It's like my brother and his wife said after their fourth child, "Sure, we've done a great job screwing up the ones we have now, what's one more?"

I assumed Disney is already looking into plans for a theme park there.

Dear Mr. Brain Dead Petitioner,

Since NOBODY lives there, who is going to vote for this? Who will be elected as Governor or Senator or Congressperson? You? I suggest you move there now and get started on your campaign.

Sincerely,

The Non-Brainless

I love their slogan -- "Your Voice in the White House." I think these people are hearing too many voices, IYKWIM.

I'm always amused when these opinionated, action-oriented folks won't identify themselves beyond their initials. Yeah, that'll work for a petition.

We need to be the guardian of the Moon and its resources.

We need those rocks!

Anyway, these folks will have to wait in line. I am already advocating for Flathead County or the Golden Glades Interchange to be declared the 51st state.

Taco Bell is behind this push to annex the moon. They want the government to foot the bill so they can start mining and marketing green cheese...Uh,... this comment is under construction.

This would violate the provisions of the Outer Space Treaty, in which the US is a party, but why should that stop us?

We haven't honored a any treaty with an American Indian nation, and if we won't honor treaties with Americans, why should we care about anyone else?

Besides, there's Indian land up there to turn into a nuclear waste dump.

Clearly an idea whose time has come. The obstacle Ralph points out can be handled by a new treaty. We'll take the moon, but abandon Antarctica to everybody else.
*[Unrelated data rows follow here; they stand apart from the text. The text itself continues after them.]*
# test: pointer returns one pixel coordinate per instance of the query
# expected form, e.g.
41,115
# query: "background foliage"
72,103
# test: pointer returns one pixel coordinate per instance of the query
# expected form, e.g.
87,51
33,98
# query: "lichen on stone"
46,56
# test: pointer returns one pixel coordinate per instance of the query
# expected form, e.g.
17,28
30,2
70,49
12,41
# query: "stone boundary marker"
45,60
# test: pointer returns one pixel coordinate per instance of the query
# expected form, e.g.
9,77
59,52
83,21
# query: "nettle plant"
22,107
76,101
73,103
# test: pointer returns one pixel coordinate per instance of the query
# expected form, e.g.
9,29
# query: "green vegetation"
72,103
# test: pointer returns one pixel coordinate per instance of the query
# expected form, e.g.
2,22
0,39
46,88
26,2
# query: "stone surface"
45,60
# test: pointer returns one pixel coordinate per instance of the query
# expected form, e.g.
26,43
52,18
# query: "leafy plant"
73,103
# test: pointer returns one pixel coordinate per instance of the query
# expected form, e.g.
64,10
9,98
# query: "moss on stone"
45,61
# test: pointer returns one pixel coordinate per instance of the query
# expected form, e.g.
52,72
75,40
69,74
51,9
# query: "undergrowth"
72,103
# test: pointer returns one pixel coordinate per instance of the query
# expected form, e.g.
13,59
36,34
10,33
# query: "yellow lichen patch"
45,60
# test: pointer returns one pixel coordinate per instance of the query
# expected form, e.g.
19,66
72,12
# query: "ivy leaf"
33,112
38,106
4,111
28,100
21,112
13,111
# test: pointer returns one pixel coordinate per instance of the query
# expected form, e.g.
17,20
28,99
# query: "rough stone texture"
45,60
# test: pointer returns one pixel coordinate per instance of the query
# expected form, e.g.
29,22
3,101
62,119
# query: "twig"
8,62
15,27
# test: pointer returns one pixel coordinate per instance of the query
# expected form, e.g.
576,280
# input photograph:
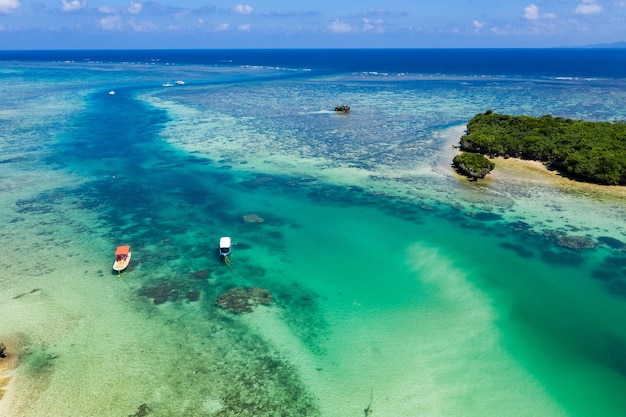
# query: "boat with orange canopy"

There are plenty of space cadets down here to represent it in Congress.

Sirs,
I found several in to document that should be attended to:
1- the moon is an cold airless rock - how will you fix this?
2- the moon hos 1/10 the gravity of earth - extended time in low gravity will cause muscle deterioration.
3- One half of the moons surface in in perpetual darkness.

Solution: I suggest that you colonize the sun - it's warm bright and gravity is not a problem. And we have plenty of old rockets you could use for this purpose.
HURRY! DON"T LET THIS OPPORTUNITY PASS YOU BY!

Signed
The Human Race

Read the INCONSTANT MOON by Larry Niven. Good interesting SciFi short story...something that could happen.

Wow! "Governor of the Moon" would really impress women!

Greenland first!!!

When the realization you're on the moon
Slaps your mug like a big pizza pie
That really isn't amore
It's knowing you've been nutty as a loon

Moon over Uranus will be the state song
And make people wonder why they're there
Soaking up moonshine instead of rye
And deeply worry why they've stayed here so long


MoonPie deliveries should be faster since it would no longer be necessary to go through customs.

The people of Puerto Rico ask, What????

At least there’d be no problem with voter suppression.

Let's not just make it the 51st state, but also the nation's capital—so that we can send all the politicians there.

Wait a minute, dude... people are swarming Area 51 this week... the moon would be the 51st state.... IT'S ALL COMING TOGETHER! Whoa.

But is anyone asking the important questions? Will the Moon be an state in which firearms may be openly carried? Will it be a slave state or a free state? And who is going to build the wall to keep immigrants from landing?